The photograph shows a number of "opposites" - contradiction
of size (small tree versus towering cliff), textures (delicacy versus
boldness and harshness), shapes (roundish-quality of the tree versus
the straight edge monolith cliff face) and values (the brightness
of the tree versus the deep emptiness of the background shadow). I gave the 4x5 Kodak Tri-X negative ample exposure and Normal -1 development with the
intention of printing on a higher grade paper. This maintained an increased
depth and separation in the shadow values while preserving well-textured
highlights. This image is particularly effective if toned
substantially in Selenium to obtain a "warm selenium
brown" image color with certain papers. In the past I have used Kodak Elite paper and Forte Polygrade paper very effectively to achieve the right degree of selenium color and visual depth.
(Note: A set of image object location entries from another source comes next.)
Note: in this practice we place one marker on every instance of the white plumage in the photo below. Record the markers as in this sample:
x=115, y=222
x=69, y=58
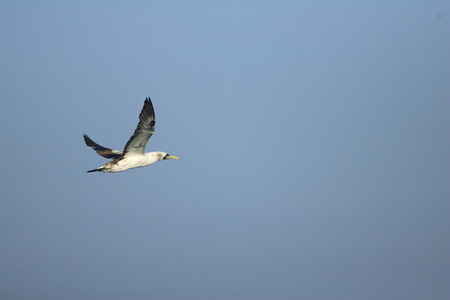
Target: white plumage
x=133, y=155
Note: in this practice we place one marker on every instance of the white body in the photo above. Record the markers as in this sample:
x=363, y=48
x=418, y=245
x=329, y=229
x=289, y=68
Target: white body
x=132, y=161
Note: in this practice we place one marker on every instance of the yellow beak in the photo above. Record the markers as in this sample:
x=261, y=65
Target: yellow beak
x=171, y=157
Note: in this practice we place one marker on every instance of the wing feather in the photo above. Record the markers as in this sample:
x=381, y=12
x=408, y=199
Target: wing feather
x=145, y=129
x=103, y=151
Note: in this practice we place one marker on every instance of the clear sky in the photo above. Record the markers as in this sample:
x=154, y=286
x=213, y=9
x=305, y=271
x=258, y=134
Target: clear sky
x=313, y=139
I have also used Ilford Multigrade paper in the past, but this paper does not allow the beautiful selenium color shift that Elite and Forte were capable of. For me, the ideal printing
paper would allow for a substantial but controllable
color shift to reddish-brown when toned in dilute selenium toner and
have a very neutral or slightly warm white base. Most cold tone papers
today are not capable of good selenium color shifts and some have a white base that I would consider too cold.